Un modo diverso di metterci nei giochi della vita, accanto agli alberi, in una “botanica estemporanea” offerta dal paesaggio vegetale urbano, per un’idea di convivenza che origina dall’attenzione e dall’immaginazione così come viene indotta dai luoghi al ritmo dei passi di una camminata in città. Gli alberi allora prima di tutto come fonte di immaginazione e la botanica estemporanea si autodefinisce nell’esclamazione: “sembra un giardino!”.
I paesaggi pedonali – walkscapes – sono molto meno banali di quanto si pensi. Qui si può attivare quella “spiritualità di cura” (T. Morton) verso gli oggetti comuni del mondo, non solo verso le parti ritenute più gradevoli, ma anche verso i luoghi marginali, dove possiamo imparare ad assumerci maggiori responsabilità, magari anche costruendo un’estetica interessante.
Pensare ad un tipo di cura che potrebbe curarci dall’idea che abbiamo di controllo; ciò potrebbe mostrarci che facciamo parte di una vasta rete convoluta di entità che si conoscono, ma senza dissipare il loro mistero.

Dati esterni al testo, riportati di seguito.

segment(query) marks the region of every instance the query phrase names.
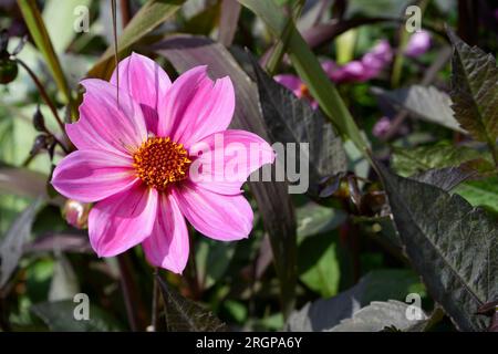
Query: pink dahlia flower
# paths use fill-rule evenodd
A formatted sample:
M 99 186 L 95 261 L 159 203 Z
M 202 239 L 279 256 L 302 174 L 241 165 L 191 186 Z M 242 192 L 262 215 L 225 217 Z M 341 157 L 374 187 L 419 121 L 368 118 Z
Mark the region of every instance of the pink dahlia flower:
M 189 253 L 185 218 L 216 240 L 249 236 L 253 214 L 241 186 L 274 154 L 259 136 L 227 129 L 235 110 L 228 76 L 212 82 L 197 66 L 172 83 L 134 53 L 110 82 L 82 85 L 80 121 L 66 125 L 77 150 L 58 165 L 52 185 L 95 202 L 89 236 L 100 257 L 141 243 L 152 264 L 181 273 Z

Qualcuno ritiene già che questa strana forma di cura onnidirezionale e misteriosa potrebbe salvarci come umanità e, al contempo, salvarci per esempio, dalla presunzione di voler salvare il pianeta.
Capiremo così che non ci può essere nessuna “pacifica” convivenza tra cittadini ed alberi urbani senza un patto sociale orientato al raggiungimento di un accordo implicito, basato su concezioni fondate sulla biofilia e una nuova interdipendenza interspecifica.